OpenShift provides a built-in network solution called Open vSwitch. This is a VXLAN--based software-defined network stack that can easily be integrated into RedHat's other products. There is some support for third-party network plugins, but they are limited and much harder to support.

Application deployment

Kubernetes takes the approach of being as flexible as possible when deploying applications to the cluster, allowing users to deploy any Linux distribution they choose, including supporting Windows-based images and nodes. This is because Kubernetes is vendor-agnostic.

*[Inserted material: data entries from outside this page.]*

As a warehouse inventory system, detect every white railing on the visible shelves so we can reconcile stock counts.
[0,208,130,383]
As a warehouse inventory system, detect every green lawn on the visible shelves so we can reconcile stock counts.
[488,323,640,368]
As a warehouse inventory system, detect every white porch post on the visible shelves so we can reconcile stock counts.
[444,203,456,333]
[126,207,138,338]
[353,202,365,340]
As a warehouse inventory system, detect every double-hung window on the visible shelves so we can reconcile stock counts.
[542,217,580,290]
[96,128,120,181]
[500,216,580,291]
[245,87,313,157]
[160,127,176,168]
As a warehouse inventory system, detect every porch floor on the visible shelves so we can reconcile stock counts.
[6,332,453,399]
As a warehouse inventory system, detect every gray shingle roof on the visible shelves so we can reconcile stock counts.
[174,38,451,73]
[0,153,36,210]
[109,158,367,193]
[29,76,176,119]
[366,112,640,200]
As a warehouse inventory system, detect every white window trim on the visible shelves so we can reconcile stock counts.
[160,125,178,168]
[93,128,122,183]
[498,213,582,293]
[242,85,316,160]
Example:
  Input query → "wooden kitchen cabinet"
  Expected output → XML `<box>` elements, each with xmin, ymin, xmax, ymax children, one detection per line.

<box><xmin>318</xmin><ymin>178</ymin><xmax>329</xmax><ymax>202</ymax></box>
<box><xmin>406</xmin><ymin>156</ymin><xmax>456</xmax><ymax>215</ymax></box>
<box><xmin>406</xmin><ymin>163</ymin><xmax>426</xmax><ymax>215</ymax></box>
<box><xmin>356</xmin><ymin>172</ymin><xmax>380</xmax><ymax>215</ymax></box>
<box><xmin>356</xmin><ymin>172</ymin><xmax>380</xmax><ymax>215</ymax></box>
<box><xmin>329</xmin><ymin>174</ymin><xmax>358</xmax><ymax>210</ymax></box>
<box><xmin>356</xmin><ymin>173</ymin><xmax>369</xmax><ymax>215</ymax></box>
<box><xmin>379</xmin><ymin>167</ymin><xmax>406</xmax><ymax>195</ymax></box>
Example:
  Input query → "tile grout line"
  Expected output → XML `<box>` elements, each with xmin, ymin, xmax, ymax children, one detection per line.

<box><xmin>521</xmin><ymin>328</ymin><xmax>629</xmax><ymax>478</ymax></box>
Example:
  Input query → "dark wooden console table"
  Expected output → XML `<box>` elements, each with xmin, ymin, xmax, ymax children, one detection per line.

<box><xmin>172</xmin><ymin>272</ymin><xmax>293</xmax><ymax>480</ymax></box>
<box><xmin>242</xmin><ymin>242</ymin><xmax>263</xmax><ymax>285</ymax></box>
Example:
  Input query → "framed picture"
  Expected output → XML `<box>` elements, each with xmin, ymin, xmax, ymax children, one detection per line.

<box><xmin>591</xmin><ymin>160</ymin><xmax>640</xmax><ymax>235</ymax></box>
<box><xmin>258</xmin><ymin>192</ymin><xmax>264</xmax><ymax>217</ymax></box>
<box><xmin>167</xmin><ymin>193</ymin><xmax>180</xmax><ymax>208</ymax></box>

OpenShift takes the approach of standardizing the whole stack on RedHat products such as RHEL for the node's operating system. Technically, there is little to nothing to stop OpenShift from running on other Linux distributions such as Ubuntu. Additionally, Openshift puts limits on the types of container images that are allowed to run inside the cluster. Again, technically, there isn't much preventing a user from deploying an Ubuntu image on the Openshift cluster, but they will most likely run into issues around supportably.

Security

Kubernetes had a built-in tool for pod-level security called Pod Security Policies (PSPs). PSPs were used to enforce limits on pods such as blocking a pod from running as root or binding to a host's filesystem. PSPs were deprecated in v1.21 due to several limitations of the tool. Now, PSPs are being replaced by a third-party tool called OPA Gatekeeper, which allows all of the same security rules but with a different enforcement model.

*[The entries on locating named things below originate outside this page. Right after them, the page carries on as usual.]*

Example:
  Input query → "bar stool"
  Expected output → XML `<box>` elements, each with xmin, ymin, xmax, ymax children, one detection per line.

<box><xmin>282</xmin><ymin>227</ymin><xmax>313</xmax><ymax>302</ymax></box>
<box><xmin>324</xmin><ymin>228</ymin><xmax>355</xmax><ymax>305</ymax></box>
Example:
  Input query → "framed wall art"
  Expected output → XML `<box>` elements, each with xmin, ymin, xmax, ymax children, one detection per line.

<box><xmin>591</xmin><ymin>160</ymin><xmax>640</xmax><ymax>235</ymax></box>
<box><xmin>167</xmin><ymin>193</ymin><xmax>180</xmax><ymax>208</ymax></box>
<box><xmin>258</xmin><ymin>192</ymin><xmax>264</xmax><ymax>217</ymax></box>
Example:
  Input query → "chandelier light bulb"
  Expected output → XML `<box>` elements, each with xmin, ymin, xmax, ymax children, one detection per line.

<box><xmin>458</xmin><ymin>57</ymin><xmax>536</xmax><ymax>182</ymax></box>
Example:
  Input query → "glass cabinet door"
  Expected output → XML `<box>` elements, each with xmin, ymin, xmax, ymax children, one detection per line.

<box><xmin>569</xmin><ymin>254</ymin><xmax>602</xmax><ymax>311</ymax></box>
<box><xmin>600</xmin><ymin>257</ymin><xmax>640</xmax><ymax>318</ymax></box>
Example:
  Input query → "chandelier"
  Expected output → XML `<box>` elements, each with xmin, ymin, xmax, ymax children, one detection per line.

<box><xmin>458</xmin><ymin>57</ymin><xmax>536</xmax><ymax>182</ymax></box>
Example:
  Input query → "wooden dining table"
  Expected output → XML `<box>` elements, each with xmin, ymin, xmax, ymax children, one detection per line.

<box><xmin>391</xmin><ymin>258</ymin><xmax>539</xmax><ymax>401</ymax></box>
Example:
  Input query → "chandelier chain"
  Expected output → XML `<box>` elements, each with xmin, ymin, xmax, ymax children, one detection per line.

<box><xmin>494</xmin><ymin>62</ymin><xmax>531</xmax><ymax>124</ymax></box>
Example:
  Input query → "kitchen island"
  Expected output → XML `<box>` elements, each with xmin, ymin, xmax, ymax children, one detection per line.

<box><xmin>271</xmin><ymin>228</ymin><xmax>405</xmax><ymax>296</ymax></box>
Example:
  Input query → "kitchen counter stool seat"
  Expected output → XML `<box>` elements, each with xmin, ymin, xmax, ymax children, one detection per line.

OpenShift has a much stricter security mindset, with the option to be secure as a default, and it doesn't require cluster hardening like Kubernetes.

Summary

In this chapter, we learned about Rancher's history and how it got its start. Following this, we went over Rancher's core philosophy and how it was designed around Kubernetes. Then, we covered where Kubernetes got its start and its core philosophy. We then dived into what the core problems are that Kubernetes is trying to solve. Finally, we examined the pros and cons of Kubernetes, Docker Swarm, and OpenShift.

In the next chapter, we will cover the high-level architecture and processes of Rancher and its products, including RKE, K3s, and RancherD.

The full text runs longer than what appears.